過去のブログからの掘り起こしではありますが、
僕が初めてCDを買った経緯を紹介したいと思います。


それは中学2年生の頃。


今でこそ音楽を聴くようになった僕ですが、
その昔は、
音楽にお金を使う人の気持ちがよくわからないと友人に説いたりしてかなりうざがられていました。

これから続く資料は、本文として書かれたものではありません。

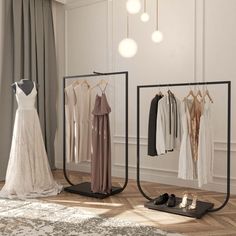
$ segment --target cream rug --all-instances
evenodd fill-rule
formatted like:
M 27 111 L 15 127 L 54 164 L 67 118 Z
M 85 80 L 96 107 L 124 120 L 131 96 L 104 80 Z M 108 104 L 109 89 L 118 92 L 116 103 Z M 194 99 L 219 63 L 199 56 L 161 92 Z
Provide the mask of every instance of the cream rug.
M 0 235 L 17 236 L 180 236 L 155 227 L 102 218 L 79 207 L 38 200 L 0 199 Z

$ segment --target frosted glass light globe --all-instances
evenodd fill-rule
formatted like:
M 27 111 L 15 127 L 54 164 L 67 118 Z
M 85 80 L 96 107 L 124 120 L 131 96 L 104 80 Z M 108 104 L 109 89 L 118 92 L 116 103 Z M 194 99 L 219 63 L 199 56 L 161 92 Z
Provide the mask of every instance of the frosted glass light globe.
M 118 50 L 122 57 L 130 58 L 137 53 L 138 45 L 133 39 L 125 38 L 120 41 Z
M 160 43 L 163 40 L 163 34 L 159 30 L 152 33 L 152 41 L 154 43 Z
M 126 2 L 126 9 L 130 14 L 137 14 L 141 9 L 140 0 L 128 0 Z
M 142 15 L 141 15 L 141 21 L 142 22 L 148 22 L 149 21 L 149 15 L 146 13 L 146 12 L 144 12 Z

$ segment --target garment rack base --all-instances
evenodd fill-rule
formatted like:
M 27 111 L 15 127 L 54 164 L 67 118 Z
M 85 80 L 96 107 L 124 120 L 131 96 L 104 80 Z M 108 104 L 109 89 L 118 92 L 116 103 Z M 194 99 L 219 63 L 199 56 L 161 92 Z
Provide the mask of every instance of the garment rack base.
M 200 219 L 202 218 L 208 210 L 212 209 L 214 207 L 213 203 L 210 202 L 202 202 L 197 201 L 197 208 L 194 210 L 188 210 L 187 208 L 179 208 L 179 204 L 182 202 L 182 198 L 176 198 L 176 206 L 175 207 L 168 207 L 165 204 L 163 205 L 155 205 L 153 201 L 147 202 L 144 206 L 148 209 L 157 210 L 157 211 L 163 211 L 167 213 L 182 215 L 182 216 L 188 216 L 192 218 Z M 191 200 L 188 199 L 188 204 L 191 204 Z
M 112 186 L 111 193 L 109 193 L 109 194 L 93 193 L 91 191 L 91 183 L 90 182 L 84 182 L 84 183 L 80 183 L 80 184 L 77 184 L 77 185 L 72 185 L 70 187 L 66 187 L 66 188 L 64 188 L 64 190 L 66 192 L 80 194 L 80 195 L 83 195 L 83 196 L 86 196 L 86 197 L 104 199 L 104 198 L 107 198 L 107 197 L 110 197 L 112 195 L 115 195 L 117 193 L 122 192 L 123 188 Z

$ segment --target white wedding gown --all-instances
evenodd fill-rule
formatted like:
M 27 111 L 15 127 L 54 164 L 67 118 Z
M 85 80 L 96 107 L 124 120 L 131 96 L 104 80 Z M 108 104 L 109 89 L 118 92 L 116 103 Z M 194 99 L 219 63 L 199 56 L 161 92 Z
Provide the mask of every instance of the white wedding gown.
M 26 95 L 16 83 L 18 109 L 2 198 L 35 198 L 58 194 L 62 186 L 52 176 L 35 109 L 37 90 Z

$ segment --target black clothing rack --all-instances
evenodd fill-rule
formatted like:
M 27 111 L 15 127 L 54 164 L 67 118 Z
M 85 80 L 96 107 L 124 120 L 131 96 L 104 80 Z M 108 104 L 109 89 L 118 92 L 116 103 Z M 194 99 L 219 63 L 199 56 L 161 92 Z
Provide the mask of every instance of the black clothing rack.
M 178 207 L 167 207 L 166 205 L 155 205 L 151 197 L 149 197 L 142 189 L 140 183 L 140 90 L 145 88 L 155 87 L 177 87 L 177 86 L 195 86 L 195 85 L 227 85 L 227 192 L 225 201 L 221 206 L 213 208 L 214 204 L 209 202 L 197 202 L 197 208 L 195 210 L 186 210 Z M 152 85 L 139 85 L 137 86 L 137 185 L 142 195 L 149 200 L 145 204 L 145 207 L 153 210 L 159 210 L 169 212 L 178 215 L 189 216 L 193 218 L 201 218 L 207 212 L 215 212 L 221 210 L 228 203 L 230 198 L 230 155 L 231 155 L 231 81 L 215 81 L 215 82 L 196 82 L 196 83 L 174 83 L 174 84 L 152 84 Z M 177 204 L 181 202 L 181 198 L 176 198 Z M 188 200 L 190 201 L 190 200 Z
M 114 76 L 114 75 L 124 75 L 125 78 L 125 183 L 123 187 L 114 187 L 112 186 L 111 193 L 103 194 L 103 193 L 93 193 L 91 191 L 91 183 L 83 182 L 79 184 L 73 184 L 69 179 L 66 170 L 66 145 L 65 145 L 65 87 L 66 80 L 70 79 L 82 79 L 82 78 L 94 78 L 99 76 Z M 63 173 L 67 182 L 71 185 L 69 187 L 64 188 L 65 191 L 84 195 L 87 197 L 93 198 L 106 198 L 114 194 L 121 193 L 128 184 L 128 71 L 120 71 L 120 72 L 111 72 L 111 73 L 100 73 L 93 72 L 93 74 L 85 74 L 85 75 L 73 75 L 73 76 L 65 76 L 63 78 Z

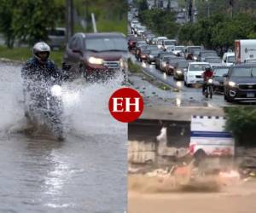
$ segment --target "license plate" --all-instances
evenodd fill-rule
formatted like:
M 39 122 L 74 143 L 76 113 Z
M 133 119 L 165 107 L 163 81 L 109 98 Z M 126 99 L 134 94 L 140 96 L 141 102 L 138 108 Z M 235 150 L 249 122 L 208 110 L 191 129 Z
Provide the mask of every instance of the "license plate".
M 254 98 L 254 93 L 247 93 L 247 98 Z

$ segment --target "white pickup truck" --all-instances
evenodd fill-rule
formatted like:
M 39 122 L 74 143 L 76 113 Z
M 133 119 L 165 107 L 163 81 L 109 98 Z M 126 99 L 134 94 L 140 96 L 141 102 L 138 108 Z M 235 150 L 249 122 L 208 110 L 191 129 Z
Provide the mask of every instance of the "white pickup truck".
M 235 41 L 236 64 L 256 59 L 256 39 Z

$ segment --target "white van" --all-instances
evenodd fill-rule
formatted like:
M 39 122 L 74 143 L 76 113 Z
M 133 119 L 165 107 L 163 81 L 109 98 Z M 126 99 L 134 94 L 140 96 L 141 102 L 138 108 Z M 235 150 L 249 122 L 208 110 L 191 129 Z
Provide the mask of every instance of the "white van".
M 212 157 L 235 155 L 235 140 L 225 130 L 226 118 L 221 116 L 191 117 L 189 153 Z
M 227 52 L 224 53 L 222 58 L 222 64 L 224 66 L 230 66 L 235 63 L 235 53 Z
M 66 28 L 48 29 L 48 43 L 51 49 L 64 47 L 66 45 Z
M 256 59 L 256 39 L 235 41 L 236 63 L 244 63 L 247 59 Z

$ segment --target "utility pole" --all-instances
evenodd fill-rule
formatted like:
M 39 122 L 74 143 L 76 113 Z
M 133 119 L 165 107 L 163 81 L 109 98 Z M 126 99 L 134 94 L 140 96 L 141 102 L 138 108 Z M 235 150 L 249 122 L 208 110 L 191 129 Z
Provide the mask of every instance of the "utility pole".
M 66 0 L 66 8 L 67 8 L 67 17 L 66 17 L 67 42 L 68 42 L 69 38 L 73 34 L 73 0 Z
M 207 3 L 207 17 L 210 18 L 210 3 L 209 0 L 206 0 Z
M 231 6 L 231 18 L 233 18 L 234 15 L 234 3 L 235 0 L 230 0 L 230 5 Z
M 193 3 L 192 3 L 192 0 L 189 0 L 189 21 L 193 22 Z

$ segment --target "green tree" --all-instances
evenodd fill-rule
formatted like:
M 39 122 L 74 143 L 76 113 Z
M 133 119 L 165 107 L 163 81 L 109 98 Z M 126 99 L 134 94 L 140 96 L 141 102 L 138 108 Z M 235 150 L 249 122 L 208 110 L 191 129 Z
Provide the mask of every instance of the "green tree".
M 57 13 L 54 0 L 20 0 L 14 9 L 11 27 L 16 37 L 29 45 L 47 41 L 47 28 L 55 26 Z
M 250 106 L 224 107 L 226 130 L 233 133 L 238 145 L 256 146 L 256 108 Z
M 148 1 L 147 0 L 140 0 L 137 3 L 139 11 L 144 11 L 148 9 Z
M 0 0 L 0 31 L 9 48 L 13 48 L 15 43 L 15 32 L 11 25 L 15 3 L 15 0 Z

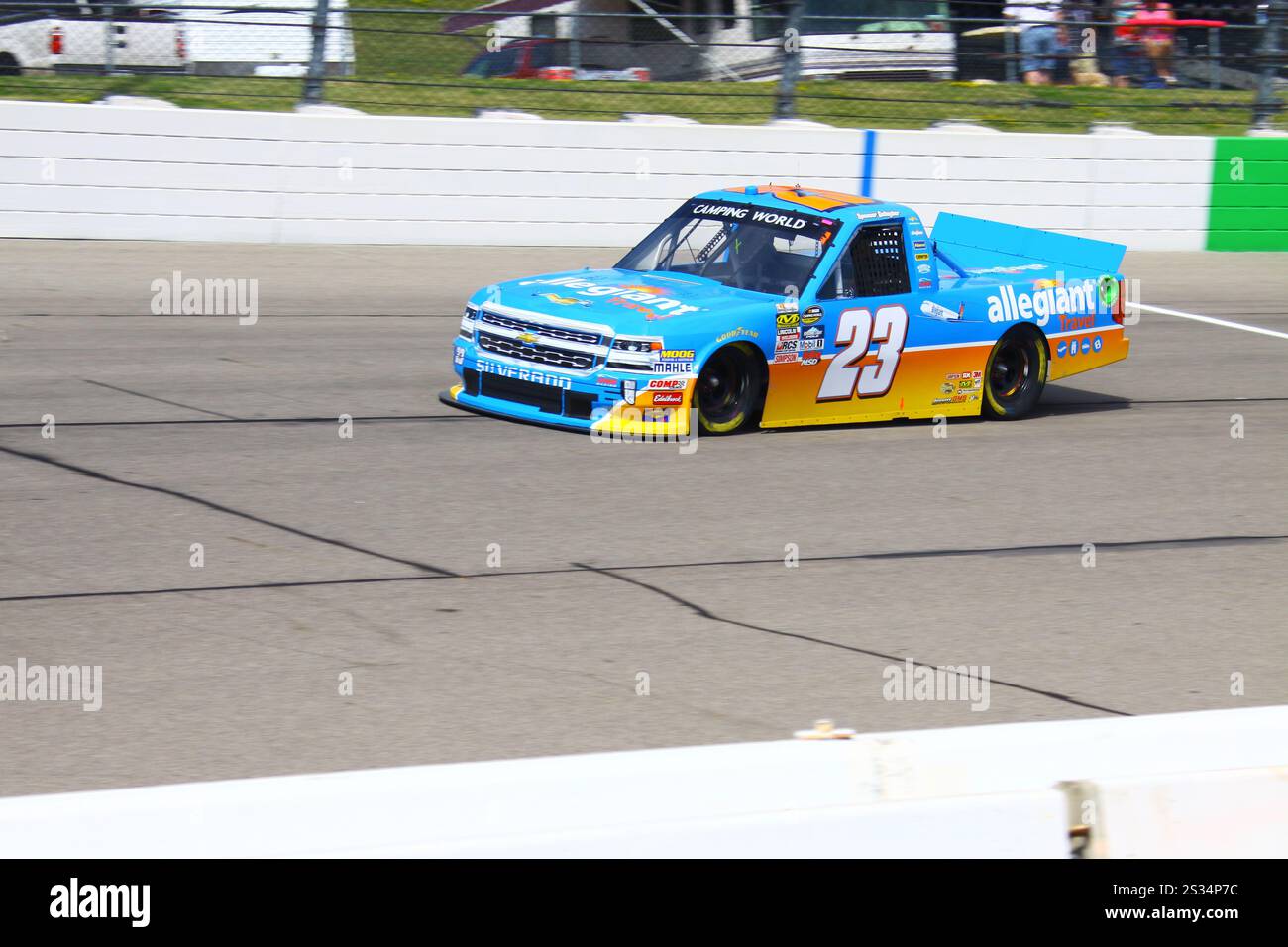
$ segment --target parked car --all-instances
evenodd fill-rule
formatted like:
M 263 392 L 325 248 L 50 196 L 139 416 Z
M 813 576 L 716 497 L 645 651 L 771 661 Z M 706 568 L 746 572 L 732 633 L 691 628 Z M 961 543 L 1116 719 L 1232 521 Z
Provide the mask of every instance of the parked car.
M 183 24 L 156 5 L 0 4 L 0 76 L 26 71 L 180 72 L 188 66 Z
M 590 44 L 585 44 L 581 52 L 589 52 L 591 61 L 582 58 L 574 66 L 572 43 L 567 39 L 514 40 L 500 49 L 479 53 L 461 75 L 475 79 L 580 79 L 627 82 L 647 82 L 650 79 L 649 70 L 645 68 L 609 68 L 596 64 L 595 54 L 603 54 L 604 50 Z

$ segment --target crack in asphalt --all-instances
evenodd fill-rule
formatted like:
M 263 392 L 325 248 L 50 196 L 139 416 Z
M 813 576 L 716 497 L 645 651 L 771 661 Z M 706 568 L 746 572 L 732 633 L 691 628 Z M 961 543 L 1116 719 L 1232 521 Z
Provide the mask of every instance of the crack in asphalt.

そんな僕を音楽好きに変えてくれたきっかけとなった曲。


この曲に出会った日の事は鮮明に覚えています。

当時中学2年生でスポーツ刈り丸出しの僕は、部活を終えジャージで帰宅し、
その日の夕飯の餃子を若さに任せて勢いよく食べていました。

その時、姉がミュージックステーションをつけていたのですが、
前述の通り全く音楽に興味のなかった時期。

テレビの画面を時々チラリと見るだけで、
餃子につける醤油と酢の割合を6:4に保つことに集中していました。

その時、タモリさんが次のゲストを呼び込みました。

「次は*+‘+>*‘でーす」

名前は良く聞き取れなかったのですが、
変わったバンド名だなという事だけは伝わりました。

なんだろうと思い視線を向けると、
画面にはきらびやかな衣装を身にまとった5人組が。

なんだこれは・・・?

あまりの動揺に崩れる醤油と酢の割合。

こんなの変な格好をしているだけじゃないか…

と自分に言い聞かせ、
気持ちを静めるように努める僕。


タモリさんが歌うように促すと、
そのバンドはセッティングに向かいました。


そしていよいよ歌が始まりました。

画面に映しだされた文字は

シャ乱Q『ズルイ女』






シャ、シャの次に乱で、その次がQ?!
で、曲名が『ズルイ女』?!
軽くパニックです。

前奏のサックスが鳴り響いてからの3分間。


きらびやかな衣装
めちゃくちゃなバンド名
インパクトのある曲のタイトル
クセのある声
エロい歌詞
独特なメロディー

どれもが僕を魅了しました。

怒涛のようにズルい女は流れ、
僕の頭の中にシャ乱Qのバンド名は確実に刻まれました。


シャ乱Q…か…


まだ少し興奮の残る僕を眼の前に、
8つ上の姉は言いました。

「さて、TSUTAYAに行ってくるかなぁ」

こんなの食いつかないわけにいきません。

「ぼ、僕もいくよ!」

珍しいねと言われながら、
近所のTSUTAYAについていきました。

何のCDを借りようかと、
ランキングの1位から順を追って見ていく姉。

その時、
当然ながら僕の視線は『ズルイ女』一直線。


頼む、『ズルイ女』をレンタルしてくれ!


そんな僕の心の中の願いは空しく、
その地点を通り過ぎる姉。

いてもたってもいられなくなった僕は遂に口に出しました。

「ず、ズルイ女は借りないの?」

かなりの覚悟で振り絞った僕のセリフに姉は言いました。


「あー、あたしあんまり好きじゃないから」


その言葉でタガが外れた僕は、
繰り返し言いました。


「姉ちゃん、ズルイ女!姉ちゃん、ズルイ女!」


しばらくこの言葉を連呼した僕に、
姉は少し顔を赤らめてレンタルしてくれました。

その当時は弟思いのやさしい姉だと思っていたのですが、

今思い返すと、

『姉ちゃん、ズルイ女!』

というセリフがあまりに恥ずかしくて借りてくれたんでしょうね。